On the other hand, more should be required of a Plaintiff than to simply state: “I was not healed” or “I received a bad result”.  Plaintiffs must have a viable theory as to how a medical malpractice Defendant committed negligence and must set forth factual allegations in support of that theory. Without such averments, the issues in dispute cannot be defined and Defendants cannot adequately defend.

 

Rodriguez v. Good Samaritan Hospital of Lebanon, No. 2003-00426 (C.P.Leb.Co. June 24, 2003).

 

III.     ANALYSIS

“Corporate negligence is a doctrine under which a hospital is liable if it fails to uphold the proper standard of care owed the patient, which is to ensure the patient’s safety and well-being while at the hospital.” Thompson v. Nason Hospital, 591 A.2d 703, 707 (Pa. 1991).  Our Appellate Courts have declared that hospitals have the duty to use reasonable care to create and maintain safe and adequate facilities, select and retain competent physicians and oversee all persons who practice medicine within its walls. Sutherland v. Monongahela Valley Hospital, 856 A.2d 55 (Pa. Super. 2004); Welsh v. Bulger, 698 A.2d 581 (Pa. 1997).  Within the context of a corporate negligence claim, a hospital can be liable if it fails to create and enforce adequate policies to ensure quality patient care.  Scampone v. Grane Healthcare, 11 A.3d 967 (Pa. Super. 2010).  Thus, a cause of action for corporate negligence can arise from inadequacy of policies independent of specific individual acts by hospital employees.  Brodowski v. Ryave, 885 A.2d 1045 (Pa. Super. 2005).

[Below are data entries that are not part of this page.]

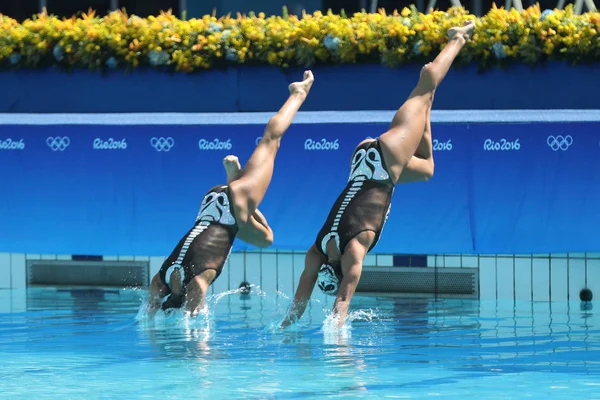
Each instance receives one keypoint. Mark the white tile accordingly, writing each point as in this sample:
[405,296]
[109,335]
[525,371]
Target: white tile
[285,278]
[297,267]
[505,278]
[439,261]
[270,272]
[558,279]
[593,278]
[487,278]
[452,261]
[385,260]
[252,269]
[488,310]
[469,261]
[221,284]
[541,279]
[370,260]
[5,270]
[18,271]
[542,319]
[560,255]
[236,270]
[154,266]
[576,278]
[523,278]
[431,261]
[5,299]
[19,299]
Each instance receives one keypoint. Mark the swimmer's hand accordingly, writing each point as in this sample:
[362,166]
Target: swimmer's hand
[303,87]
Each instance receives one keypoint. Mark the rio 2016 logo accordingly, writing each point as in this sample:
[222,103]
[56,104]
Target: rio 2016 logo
[442,146]
[322,144]
[215,144]
[110,144]
[501,145]
[9,144]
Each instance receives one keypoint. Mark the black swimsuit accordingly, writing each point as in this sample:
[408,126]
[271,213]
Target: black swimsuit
[364,204]
[208,244]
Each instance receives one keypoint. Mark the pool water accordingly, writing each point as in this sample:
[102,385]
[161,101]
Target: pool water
[91,344]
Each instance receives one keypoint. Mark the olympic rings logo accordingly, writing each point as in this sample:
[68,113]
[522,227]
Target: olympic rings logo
[162,144]
[559,142]
[58,143]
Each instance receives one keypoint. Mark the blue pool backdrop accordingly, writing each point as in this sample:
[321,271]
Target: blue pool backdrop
[135,189]
[263,89]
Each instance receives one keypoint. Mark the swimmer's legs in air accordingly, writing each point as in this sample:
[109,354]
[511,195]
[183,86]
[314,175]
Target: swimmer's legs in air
[408,154]
[411,122]
[249,186]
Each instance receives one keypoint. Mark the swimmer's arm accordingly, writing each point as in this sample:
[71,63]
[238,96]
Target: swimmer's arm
[256,231]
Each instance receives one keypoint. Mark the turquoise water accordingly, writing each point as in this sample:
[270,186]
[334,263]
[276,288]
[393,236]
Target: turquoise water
[88,344]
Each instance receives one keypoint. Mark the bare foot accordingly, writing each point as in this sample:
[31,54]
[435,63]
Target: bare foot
[464,31]
[304,86]
[233,168]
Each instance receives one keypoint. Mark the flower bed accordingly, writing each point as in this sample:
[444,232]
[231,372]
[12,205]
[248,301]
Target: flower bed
[168,43]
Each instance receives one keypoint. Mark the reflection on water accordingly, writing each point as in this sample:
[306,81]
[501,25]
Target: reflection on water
[235,347]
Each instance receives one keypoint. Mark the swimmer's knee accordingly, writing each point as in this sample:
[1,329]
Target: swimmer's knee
[428,173]
[428,81]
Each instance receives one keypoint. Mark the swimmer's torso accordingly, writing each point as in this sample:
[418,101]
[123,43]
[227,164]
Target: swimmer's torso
[208,244]
[365,202]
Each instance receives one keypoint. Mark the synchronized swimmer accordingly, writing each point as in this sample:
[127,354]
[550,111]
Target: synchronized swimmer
[403,154]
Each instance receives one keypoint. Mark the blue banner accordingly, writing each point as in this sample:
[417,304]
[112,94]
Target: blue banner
[135,190]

While hospitals can be held responsible for coordinating the total health care of their patients, “the same cannot be said for a physician’s practice group.”  Sutherland v. Monongahela Valley Hospital, 856 A.2d 55, 61-62 (Pa. Super. 2004).  Thus, our Appellate Courts have specifically declined to extend the theory of corporate negligence to so-called “physician practice groups”.  Sutherland, Supra; Shannon v. McNulty, 718 A.2d 828 (Pa. Super. 1998); Thompson v. Nason Hospital, Supra.  On the other hand, when a physician’s group provides “comprehensive healthcare” to patients, that group is not necessarily exempt from corporate negligence liability.  Scampone v. Highland Park Care, 57 A.3d 582 (Pa. 2012).

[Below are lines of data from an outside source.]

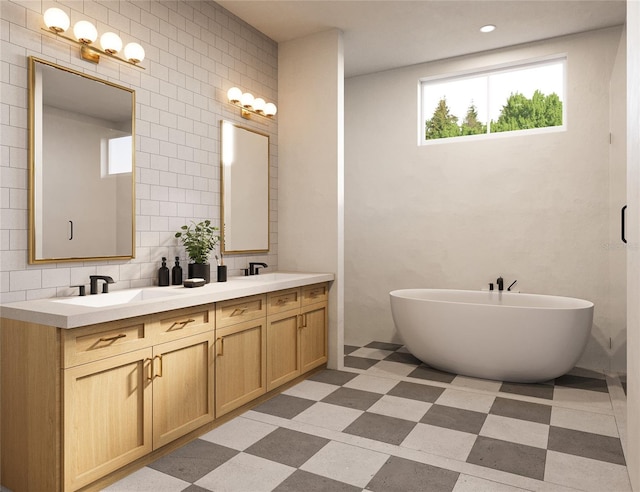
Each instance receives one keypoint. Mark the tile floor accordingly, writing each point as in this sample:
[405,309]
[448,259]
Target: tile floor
[389,423]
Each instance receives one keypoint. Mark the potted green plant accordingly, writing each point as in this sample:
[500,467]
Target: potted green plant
[199,240]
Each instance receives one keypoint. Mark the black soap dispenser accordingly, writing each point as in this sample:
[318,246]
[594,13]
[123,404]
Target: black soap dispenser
[163,274]
[176,273]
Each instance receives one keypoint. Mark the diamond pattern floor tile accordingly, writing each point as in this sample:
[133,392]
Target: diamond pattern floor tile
[380,428]
[507,456]
[388,422]
[399,474]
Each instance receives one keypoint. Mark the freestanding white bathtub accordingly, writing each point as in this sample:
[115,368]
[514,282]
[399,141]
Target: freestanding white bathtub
[493,335]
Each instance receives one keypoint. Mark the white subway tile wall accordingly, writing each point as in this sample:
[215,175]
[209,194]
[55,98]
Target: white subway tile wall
[195,51]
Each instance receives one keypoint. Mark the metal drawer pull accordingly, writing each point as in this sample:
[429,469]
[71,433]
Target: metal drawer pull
[113,338]
[150,372]
[179,325]
[238,311]
[159,357]
[221,345]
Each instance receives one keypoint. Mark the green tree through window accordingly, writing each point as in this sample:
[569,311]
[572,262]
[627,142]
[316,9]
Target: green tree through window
[522,96]
[521,113]
[442,124]
[471,124]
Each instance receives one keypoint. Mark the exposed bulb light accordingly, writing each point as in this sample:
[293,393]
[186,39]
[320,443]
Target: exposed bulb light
[134,53]
[85,32]
[270,109]
[56,20]
[111,43]
[247,100]
[234,94]
[250,105]
[258,105]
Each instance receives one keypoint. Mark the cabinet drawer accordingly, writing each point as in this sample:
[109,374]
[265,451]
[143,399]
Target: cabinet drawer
[283,300]
[315,293]
[182,323]
[94,342]
[238,310]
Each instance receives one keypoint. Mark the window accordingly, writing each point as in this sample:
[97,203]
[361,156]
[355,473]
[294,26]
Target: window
[514,98]
[120,155]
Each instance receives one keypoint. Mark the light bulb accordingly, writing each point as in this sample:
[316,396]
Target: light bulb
[270,109]
[234,94]
[247,99]
[85,32]
[111,42]
[56,20]
[134,52]
[258,105]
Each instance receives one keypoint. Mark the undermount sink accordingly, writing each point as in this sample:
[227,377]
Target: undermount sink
[117,297]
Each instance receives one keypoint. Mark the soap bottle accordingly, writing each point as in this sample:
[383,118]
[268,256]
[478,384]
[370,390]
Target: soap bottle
[163,274]
[176,273]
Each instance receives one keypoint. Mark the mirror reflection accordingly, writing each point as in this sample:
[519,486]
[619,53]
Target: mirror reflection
[82,160]
[244,189]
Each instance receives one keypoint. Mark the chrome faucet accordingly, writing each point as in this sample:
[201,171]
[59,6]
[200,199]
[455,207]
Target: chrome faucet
[254,267]
[94,283]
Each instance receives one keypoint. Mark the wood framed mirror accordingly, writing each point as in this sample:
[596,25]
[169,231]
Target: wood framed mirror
[244,189]
[81,166]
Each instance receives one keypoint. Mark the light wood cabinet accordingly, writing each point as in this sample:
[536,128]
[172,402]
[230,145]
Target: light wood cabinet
[182,387]
[140,400]
[296,333]
[240,352]
[107,416]
[78,404]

In this case, we have only limited information regarding EMA.  We know from the Complaint that EMA is a corporate entity under whose umbrella a group of physicians practices.  We also know that EMA physicians practice within the walls of a hospital.  Beyond that, there is a vacuum of information.  Is there an agreement between the hospital and EMA?  Are EMA doctors subject to rules and regulations formulated by the hospital?  Do EMA physicians practice anywhere else other than within the walls of the Good Samaritan Health System?  How are physicians operating under the umbrella of EMA compensated?  How are patients billed for services rendered by EMA physicians?  What is the financial relationship between the Good Samaritan Health System and EMA?  These and other questions remain open at this juncture of the litigation.

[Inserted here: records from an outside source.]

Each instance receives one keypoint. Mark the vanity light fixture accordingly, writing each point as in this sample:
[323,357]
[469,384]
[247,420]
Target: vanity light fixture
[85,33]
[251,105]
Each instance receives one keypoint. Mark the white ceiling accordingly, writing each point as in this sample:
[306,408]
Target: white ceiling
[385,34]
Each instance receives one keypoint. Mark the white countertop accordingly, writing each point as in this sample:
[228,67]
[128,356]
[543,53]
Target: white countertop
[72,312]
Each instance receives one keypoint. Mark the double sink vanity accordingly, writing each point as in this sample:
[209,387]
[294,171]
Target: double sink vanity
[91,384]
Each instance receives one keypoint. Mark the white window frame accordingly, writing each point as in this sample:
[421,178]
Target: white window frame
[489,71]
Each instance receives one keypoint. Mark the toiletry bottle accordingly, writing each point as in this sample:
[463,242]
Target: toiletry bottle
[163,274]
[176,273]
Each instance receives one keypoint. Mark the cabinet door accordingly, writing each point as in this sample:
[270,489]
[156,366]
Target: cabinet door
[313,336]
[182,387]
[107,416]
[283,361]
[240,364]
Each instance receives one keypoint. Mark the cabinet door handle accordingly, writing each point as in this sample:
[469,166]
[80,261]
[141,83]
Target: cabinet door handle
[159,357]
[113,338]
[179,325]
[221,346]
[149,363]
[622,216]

At oral argument, we asked some of the above questions to DEFENDANTS’ counsel.  In response, counsel referenced the website of EMA and contract documents that have already been provided in discovery.  While this type of information may ultimately be important in determining whether corporate negligence can be asserted against EMA, reliance upon these types of documents highlights why it would not be appropriate for this Court to render a definitive decision regarding corporate negligence at this stage of the litigation.  As we pointed out to counsel, neither the EMA website nor the contract documents have been made part of the Complaint and it would be inappropriate for us to consider such information at the preliminary objections stage of proceedings.

For today, we will deny EMA’s Preliminary Objections without prejudice to the ability of EMA to reassert its arguments via a Motion for Summary Judgment.  At this point, PLAINTIFF’S Complaint should be answered and the above-referenced matter should move forward to the discovery phase of litigation.  An Order to accomplish this will be entered today’s date.